Thanks for being so understanding. Yes being deprived of love and nurturing when we are little is a killer. I'm so glad you've gotten to the point where you trust that your T loves you. I might be getting there.

(((FINDING.AINSLEY)))

Great name. Thanks for your input and support.

quote:
You are individuating, moving towards greater independence.


I hope you are right. I hope the anger isn't all for nothing. At my age, though, it takes me so much longer to verbalize those hurts and grieve them.

(((SD)))

Thanks for your support and insight. It's always helpful.


SO, it was odd today. I was at home and around 12 noon found a VM from T's secretary (she called at 11;30) asking if I could come in around noon instead of 1:30 because T was leaving early and the 12 cancelled and she figured if I could come in at 12, T could leave the office early.

I just happened to be all ready to go out because I was going to go to the supermarket. I called her back and told her I could get there in about 15 minutes. She told me to come. I figured that it would be better to get the session over with.

When I got there, T apologized for his secretary's call. He didn't tell her to do that. He said he made his offer, that he'd be there at 1:30 for me regardless. He didn't want to cause me any extra stress or put any pressure on me. He was just going to be there for me.

I'm glad it didn't come from him because it felt a bit weird and odd that he'd tell me I could come or not but then want to get out of the office early and try to move up my appointment. I'm also glad he told me that it didn't come from him because now I know that he was planning on leaving early today but didn't mind waiting for me. That really told me how much he cares and how much he is there for me.
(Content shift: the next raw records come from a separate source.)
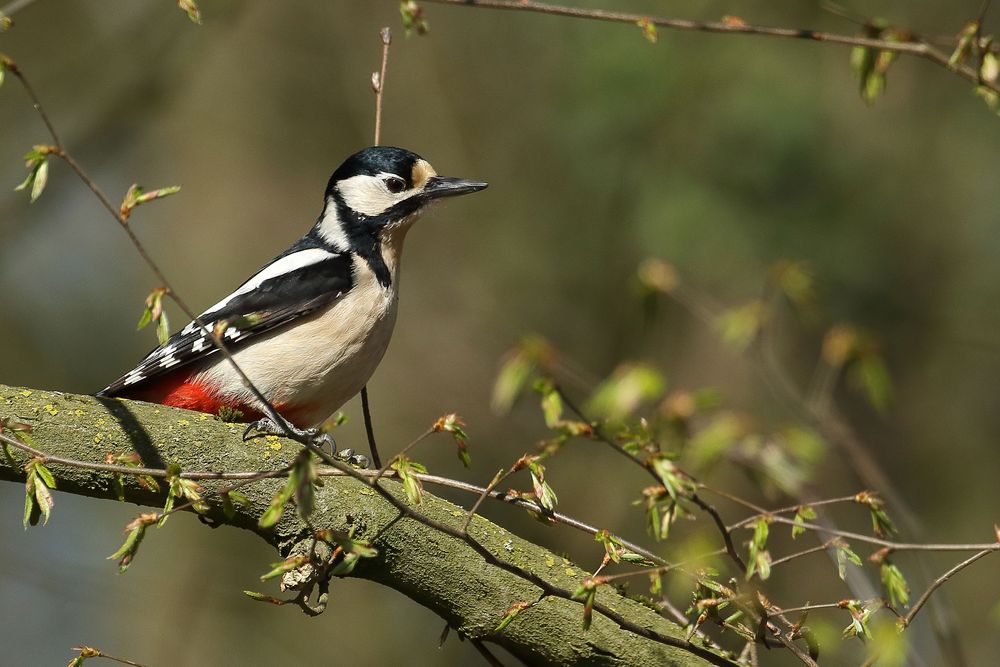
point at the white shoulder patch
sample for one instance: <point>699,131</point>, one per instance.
<point>286,264</point>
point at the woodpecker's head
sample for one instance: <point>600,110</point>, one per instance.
<point>381,189</point>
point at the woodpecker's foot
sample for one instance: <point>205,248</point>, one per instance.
<point>266,426</point>
<point>356,460</point>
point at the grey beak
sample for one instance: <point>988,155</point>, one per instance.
<point>445,186</point>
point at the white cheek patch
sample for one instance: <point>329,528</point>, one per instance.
<point>367,194</point>
<point>331,229</point>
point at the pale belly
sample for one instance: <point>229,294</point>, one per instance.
<point>314,366</point>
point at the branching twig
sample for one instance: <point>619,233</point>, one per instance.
<point>918,605</point>
<point>915,47</point>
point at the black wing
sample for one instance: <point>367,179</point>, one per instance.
<point>296,284</point>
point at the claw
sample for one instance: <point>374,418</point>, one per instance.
<point>266,426</point>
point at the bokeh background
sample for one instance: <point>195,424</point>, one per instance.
<point>719,154</point>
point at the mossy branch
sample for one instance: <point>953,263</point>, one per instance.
<point>439,572</point>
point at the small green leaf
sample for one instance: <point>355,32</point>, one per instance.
<point>29,503</point>
<point>41,178</point>
<point>279,568</point>
<point>276,509</point>
<point>543,492</point>
<point>844,556</point>
<point>626,390</point>
<point>882,525</point>
<point>795,281</point>
<point>873,377</point>
<point>648,30</point>
<point>803,514</point>
<point>551,407</point>
<point>412,486</point>
<point>136,532</point>
<point>586,594</point>
<point>345,566</point>
<point>136,196</point>
<point>191,8</point>
<point>859,621</point>
<point>453,424</point>
<point>896,588</point>
<point>965,40</point>
<point>676,483</point>
<point>45,474</point>
<point>740,326</point>
<point>413,18</point>
<point>759,561</point>
<point>509,615</point>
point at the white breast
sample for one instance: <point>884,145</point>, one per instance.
<point>320,362</point>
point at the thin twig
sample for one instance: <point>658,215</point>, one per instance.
<point>916,47</point>
<point>216,340</point>
<point>378,85</point>
<point>91,652</point>
<point>366,411</point>
<point>918,605</point>
<point>501,475</point>
<point>403,452</point>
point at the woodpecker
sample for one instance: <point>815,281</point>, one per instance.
<point>310,327</point>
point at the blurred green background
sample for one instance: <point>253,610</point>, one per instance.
<point>719,154</point>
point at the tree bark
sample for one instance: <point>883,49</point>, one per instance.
<point>439,572</point>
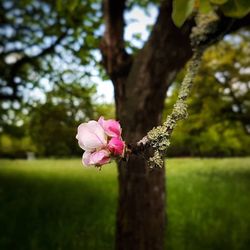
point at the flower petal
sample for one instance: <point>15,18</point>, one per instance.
<point>100,157</point>
<point>91,136</point>
<point>116,146</point>
<point>111,127</point>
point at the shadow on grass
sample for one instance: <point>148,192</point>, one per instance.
<point>209,210</point>
<point>54,213</point>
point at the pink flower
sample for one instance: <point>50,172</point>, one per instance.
<point>116,146</point>
<point>91,136</point>
<point>97,158</point>
<point>100,140</point>
<point>111,127</point>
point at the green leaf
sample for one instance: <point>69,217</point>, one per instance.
<point>181,11</point>
<point>236,8</point>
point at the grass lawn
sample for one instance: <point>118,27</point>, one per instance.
<point>59,205</point>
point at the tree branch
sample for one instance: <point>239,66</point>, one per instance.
<point>115,59</point>
<point>158,139</point>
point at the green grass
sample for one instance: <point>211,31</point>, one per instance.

We didn't talk too much about the independence/dependence thing. I just acknowledged that me running is always probably a part of it but that I also really had a lot to do.

SO, all in all, I'm happy I went and made that connection with T.
((Liese))

It's really good that you pushed yourself forward and went to see your T. You re-established that connection which will allow you to progress further and move your relationship closer. I know it's really hard to go sometimes. It's like driving really really slow, just wanting to listen to one more song, and dragging "butt" as you walk into the office DIFFICULT. I have those moments myself and like you, I find it to be relief to make that connection. Great job.